One of the (many) tasks we did this week was to clean out our "nav station"...that is area on the boat usually set aside for "navigating", but on Rasmus it's become a something of a junk drawer containing all sorts of goodies: spare locks, motor keys, head-lamps, "every day" tools (much easier to keep these close rather than have to get out the tool bag every time you need a flathead screwdriver), quick reference guides, boat cards, index cards, sharpies, pens, pencils...you get the idea. We clean it out every couple of months, but it always gets messy again in no time.
Anyway - also in this nav station, we had a little container full of change that we have been accumulating since the beginning of this trip. Scott gave me the task of sorting it. Oh joy! While picking through it all, I realized I that I was really looking at the coins for the first time. Caribbean coins depict everything from tall ships to starfish, from sailboats to porpoises and even pineapples. Making note of all the unique pictures stamped in silver and bronze made sorting them a little less boring. We had coins from approximately six different countries in that little bin!
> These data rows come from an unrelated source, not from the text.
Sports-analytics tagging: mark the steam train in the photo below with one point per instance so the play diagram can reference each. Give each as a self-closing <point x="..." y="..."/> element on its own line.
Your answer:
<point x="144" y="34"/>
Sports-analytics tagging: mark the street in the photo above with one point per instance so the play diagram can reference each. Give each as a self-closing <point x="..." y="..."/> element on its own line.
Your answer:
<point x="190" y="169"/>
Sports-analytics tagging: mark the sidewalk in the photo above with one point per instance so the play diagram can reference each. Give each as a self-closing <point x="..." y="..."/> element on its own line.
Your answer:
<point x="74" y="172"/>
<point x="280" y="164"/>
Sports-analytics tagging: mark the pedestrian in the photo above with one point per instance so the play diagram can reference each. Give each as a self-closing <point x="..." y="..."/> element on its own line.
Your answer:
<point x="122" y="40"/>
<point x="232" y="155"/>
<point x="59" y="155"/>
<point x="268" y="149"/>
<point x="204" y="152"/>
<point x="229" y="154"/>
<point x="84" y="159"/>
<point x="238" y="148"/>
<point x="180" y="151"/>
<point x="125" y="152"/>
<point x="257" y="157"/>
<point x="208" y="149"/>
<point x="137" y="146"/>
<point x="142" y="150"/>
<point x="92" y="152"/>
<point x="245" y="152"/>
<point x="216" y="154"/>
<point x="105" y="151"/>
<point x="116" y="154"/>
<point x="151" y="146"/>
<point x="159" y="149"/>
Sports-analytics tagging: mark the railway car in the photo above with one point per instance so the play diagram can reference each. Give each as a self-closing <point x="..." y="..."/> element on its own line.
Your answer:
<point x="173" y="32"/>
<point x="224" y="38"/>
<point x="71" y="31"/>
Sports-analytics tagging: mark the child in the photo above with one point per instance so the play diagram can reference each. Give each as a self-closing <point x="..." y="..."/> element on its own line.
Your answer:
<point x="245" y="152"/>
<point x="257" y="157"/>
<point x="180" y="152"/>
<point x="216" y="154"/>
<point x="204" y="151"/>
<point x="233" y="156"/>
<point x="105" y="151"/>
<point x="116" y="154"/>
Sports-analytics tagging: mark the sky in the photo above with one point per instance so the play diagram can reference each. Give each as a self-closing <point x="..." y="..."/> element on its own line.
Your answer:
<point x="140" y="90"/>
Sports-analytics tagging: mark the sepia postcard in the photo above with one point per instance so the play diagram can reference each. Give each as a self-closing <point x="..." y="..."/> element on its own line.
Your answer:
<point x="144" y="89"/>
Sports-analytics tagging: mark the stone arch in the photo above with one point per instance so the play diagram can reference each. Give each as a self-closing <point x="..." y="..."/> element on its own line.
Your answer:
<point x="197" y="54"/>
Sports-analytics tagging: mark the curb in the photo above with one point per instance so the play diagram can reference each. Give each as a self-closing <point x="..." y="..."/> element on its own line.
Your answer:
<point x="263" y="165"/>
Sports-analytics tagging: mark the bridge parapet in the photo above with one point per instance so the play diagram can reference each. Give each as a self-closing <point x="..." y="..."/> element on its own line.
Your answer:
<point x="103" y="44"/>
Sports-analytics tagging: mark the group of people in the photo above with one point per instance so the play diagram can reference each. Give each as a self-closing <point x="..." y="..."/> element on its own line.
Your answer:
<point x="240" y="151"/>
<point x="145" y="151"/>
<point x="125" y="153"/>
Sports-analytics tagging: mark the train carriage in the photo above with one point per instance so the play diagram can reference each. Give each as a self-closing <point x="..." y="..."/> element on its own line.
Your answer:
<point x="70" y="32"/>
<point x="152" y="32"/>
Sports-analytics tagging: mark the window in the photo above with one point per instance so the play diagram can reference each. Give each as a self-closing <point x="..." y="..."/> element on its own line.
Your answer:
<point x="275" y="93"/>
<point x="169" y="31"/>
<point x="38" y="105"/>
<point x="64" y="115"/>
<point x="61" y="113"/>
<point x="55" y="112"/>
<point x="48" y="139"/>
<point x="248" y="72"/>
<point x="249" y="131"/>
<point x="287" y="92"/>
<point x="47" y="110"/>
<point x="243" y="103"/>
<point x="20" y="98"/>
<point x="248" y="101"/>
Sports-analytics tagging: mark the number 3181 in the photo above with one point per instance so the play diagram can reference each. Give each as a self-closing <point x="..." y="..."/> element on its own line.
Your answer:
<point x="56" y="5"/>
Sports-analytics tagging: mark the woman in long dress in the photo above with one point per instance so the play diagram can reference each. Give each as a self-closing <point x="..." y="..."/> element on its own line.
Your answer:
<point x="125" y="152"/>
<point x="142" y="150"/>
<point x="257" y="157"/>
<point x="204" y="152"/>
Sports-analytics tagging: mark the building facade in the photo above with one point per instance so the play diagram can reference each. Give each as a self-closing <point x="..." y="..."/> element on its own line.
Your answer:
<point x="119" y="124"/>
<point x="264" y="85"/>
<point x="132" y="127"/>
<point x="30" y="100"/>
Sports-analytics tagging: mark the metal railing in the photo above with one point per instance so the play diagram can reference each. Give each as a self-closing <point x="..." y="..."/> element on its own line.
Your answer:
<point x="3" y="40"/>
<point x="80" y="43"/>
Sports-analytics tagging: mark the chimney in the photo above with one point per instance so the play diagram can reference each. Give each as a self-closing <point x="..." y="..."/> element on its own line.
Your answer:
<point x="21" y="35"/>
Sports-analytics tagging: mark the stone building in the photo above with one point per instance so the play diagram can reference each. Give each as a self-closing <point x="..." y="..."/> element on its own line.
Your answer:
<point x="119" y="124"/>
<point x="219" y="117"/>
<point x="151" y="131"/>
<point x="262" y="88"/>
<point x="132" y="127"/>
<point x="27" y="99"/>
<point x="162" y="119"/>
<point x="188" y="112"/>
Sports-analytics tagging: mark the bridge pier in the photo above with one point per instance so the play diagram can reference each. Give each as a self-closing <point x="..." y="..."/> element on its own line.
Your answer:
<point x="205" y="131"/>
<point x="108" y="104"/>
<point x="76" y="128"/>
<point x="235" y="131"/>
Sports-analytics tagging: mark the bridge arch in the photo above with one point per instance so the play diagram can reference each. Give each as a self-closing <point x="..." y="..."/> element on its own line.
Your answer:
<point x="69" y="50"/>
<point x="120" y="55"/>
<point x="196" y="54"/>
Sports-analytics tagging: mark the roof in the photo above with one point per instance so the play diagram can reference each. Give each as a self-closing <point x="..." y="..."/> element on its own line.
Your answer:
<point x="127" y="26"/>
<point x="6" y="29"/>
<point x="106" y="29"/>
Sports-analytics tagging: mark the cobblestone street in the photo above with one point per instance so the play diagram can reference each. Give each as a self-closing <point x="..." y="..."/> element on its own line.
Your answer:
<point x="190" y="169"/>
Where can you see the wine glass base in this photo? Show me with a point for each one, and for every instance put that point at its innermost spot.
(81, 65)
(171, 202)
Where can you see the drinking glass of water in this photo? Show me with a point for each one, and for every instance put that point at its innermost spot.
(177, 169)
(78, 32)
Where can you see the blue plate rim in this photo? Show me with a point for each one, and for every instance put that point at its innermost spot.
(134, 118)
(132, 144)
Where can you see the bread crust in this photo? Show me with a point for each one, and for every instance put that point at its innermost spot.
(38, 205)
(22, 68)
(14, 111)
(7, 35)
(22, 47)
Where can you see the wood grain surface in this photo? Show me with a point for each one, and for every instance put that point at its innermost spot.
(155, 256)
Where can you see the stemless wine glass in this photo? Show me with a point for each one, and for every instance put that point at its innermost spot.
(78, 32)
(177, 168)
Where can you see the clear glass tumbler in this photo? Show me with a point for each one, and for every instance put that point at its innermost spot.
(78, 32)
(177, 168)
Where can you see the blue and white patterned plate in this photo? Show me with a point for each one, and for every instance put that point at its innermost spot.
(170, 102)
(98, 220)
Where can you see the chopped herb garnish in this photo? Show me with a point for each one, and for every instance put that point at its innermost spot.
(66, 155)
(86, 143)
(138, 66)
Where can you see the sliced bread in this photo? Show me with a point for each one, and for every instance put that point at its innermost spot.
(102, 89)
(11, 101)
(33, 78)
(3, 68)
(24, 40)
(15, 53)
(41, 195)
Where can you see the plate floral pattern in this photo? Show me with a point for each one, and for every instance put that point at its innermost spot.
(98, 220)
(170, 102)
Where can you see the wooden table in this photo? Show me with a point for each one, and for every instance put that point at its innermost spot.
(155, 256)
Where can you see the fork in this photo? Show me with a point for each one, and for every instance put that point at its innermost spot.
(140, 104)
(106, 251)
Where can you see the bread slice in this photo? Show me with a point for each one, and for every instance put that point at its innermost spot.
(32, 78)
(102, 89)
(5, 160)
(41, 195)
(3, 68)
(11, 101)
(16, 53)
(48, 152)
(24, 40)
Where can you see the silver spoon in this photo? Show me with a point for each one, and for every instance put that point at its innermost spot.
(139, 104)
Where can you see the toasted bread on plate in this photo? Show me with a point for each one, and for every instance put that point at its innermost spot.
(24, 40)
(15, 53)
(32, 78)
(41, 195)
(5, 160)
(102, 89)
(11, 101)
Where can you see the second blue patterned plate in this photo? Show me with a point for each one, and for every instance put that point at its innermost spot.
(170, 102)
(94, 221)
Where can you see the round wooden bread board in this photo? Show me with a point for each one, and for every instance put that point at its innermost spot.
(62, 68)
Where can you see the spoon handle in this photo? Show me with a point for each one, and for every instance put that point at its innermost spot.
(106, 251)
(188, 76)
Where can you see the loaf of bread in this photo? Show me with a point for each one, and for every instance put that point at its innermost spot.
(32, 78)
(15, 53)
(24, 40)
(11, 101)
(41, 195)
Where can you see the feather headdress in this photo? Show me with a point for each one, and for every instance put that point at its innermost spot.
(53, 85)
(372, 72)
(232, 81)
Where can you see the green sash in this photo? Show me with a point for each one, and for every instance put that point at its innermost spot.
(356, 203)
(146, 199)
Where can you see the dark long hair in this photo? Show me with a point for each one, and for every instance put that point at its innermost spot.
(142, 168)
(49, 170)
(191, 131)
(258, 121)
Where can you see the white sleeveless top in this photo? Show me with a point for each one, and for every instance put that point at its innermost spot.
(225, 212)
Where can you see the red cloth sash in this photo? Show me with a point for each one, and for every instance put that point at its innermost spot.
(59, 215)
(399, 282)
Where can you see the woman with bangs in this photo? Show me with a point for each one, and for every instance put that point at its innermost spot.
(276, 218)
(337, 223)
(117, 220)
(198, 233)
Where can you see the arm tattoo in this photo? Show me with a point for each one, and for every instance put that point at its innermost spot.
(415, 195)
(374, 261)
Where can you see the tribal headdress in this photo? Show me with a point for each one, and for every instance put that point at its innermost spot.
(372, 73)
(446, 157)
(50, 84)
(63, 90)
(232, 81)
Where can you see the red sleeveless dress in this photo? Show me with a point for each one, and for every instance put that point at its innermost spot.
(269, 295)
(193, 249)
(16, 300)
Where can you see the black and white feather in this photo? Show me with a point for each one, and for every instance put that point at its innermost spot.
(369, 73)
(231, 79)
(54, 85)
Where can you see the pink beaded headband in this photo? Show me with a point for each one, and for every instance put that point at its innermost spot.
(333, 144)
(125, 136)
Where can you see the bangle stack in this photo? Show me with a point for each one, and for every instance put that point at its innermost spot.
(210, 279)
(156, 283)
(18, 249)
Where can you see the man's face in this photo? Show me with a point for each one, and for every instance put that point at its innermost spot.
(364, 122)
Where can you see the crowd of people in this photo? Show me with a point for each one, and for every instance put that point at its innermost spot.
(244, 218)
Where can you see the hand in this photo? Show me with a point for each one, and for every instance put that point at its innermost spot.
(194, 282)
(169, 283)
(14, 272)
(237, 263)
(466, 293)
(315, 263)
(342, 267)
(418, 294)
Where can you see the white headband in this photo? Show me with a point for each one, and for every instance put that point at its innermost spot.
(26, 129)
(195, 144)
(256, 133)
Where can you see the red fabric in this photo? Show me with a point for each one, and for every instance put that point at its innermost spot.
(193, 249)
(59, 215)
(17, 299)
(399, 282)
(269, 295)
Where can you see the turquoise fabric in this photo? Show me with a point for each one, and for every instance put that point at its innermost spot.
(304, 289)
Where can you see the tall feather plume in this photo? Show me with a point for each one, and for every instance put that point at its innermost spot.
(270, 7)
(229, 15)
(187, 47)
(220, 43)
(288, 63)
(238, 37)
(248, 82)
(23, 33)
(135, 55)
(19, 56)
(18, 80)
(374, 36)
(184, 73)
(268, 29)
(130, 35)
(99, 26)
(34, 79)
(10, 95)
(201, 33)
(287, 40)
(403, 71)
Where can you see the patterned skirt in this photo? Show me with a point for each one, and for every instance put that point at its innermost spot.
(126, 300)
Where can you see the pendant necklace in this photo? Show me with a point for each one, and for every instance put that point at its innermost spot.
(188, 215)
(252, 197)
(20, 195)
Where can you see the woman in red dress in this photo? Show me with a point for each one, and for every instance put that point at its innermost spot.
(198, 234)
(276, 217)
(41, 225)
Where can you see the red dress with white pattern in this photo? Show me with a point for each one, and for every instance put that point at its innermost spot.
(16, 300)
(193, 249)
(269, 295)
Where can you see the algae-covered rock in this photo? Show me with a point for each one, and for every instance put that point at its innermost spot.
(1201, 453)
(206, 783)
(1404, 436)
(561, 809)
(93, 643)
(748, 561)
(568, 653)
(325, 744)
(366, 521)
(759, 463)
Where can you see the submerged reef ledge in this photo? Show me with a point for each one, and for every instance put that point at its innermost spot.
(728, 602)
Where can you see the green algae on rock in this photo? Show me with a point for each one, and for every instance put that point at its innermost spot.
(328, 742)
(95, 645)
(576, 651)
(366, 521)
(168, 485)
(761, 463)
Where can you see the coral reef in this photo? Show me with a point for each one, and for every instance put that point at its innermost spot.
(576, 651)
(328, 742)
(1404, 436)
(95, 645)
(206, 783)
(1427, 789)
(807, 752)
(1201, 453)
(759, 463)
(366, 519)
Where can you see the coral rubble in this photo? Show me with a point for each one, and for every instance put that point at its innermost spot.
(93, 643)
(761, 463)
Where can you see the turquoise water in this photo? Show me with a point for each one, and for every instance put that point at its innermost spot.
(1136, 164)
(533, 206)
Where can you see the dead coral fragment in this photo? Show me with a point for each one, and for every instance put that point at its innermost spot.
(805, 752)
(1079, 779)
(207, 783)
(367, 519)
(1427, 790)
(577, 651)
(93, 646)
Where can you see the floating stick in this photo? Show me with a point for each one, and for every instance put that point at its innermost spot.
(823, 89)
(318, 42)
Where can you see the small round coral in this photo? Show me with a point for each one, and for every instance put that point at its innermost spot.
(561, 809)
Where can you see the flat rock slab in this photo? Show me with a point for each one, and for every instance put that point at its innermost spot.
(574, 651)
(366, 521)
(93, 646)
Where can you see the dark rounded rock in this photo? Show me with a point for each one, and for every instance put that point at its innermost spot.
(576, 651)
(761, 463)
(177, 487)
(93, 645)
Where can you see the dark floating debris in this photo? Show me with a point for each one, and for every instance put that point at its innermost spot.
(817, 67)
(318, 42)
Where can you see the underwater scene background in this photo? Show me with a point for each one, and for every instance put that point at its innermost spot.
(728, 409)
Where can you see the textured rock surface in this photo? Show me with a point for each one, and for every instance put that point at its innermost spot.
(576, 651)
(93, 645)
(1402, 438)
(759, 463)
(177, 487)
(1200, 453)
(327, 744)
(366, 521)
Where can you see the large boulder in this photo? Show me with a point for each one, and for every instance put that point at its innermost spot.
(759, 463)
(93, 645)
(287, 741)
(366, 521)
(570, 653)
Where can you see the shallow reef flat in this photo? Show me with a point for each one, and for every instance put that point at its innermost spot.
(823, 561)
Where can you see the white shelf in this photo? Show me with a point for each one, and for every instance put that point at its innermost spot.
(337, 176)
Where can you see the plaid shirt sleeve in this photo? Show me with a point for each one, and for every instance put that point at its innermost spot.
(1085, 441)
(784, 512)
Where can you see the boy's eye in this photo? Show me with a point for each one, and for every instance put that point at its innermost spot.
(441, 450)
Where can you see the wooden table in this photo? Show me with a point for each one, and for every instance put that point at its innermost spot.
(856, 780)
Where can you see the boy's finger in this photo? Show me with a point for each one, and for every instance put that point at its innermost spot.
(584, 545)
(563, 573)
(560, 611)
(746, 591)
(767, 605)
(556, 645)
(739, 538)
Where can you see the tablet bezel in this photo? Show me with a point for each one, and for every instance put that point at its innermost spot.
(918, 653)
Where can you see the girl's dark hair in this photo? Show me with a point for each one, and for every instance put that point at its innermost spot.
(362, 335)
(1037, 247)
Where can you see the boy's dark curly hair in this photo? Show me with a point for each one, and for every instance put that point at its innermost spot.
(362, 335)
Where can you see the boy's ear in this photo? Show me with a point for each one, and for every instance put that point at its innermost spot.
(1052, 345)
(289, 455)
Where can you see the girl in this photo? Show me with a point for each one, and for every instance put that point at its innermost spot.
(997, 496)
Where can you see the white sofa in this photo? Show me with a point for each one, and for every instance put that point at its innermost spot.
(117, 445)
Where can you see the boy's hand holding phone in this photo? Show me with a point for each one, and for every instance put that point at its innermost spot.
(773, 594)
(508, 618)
Pretty neat.
Ironically, later on in the day when Scott and I were enjoying a cup of coffe at our favorite local cafe - he mentioned how interesting the Trini money was. So we investigated our bills a little further and splayed them out on the table (yeah. we're SUPER savvy travelers. laying all our money out on a table and all). Sure enough - they tell a little story about Trinidad. Each bill features a significant part of the culture or economy here; an oil rig on the $100, steel pan drums on the $20, a ship yard on the $10, market vendors on the $5 and an oil refinery on the $1. It's a story, it's art and it can buy you a latte. Not too shabby.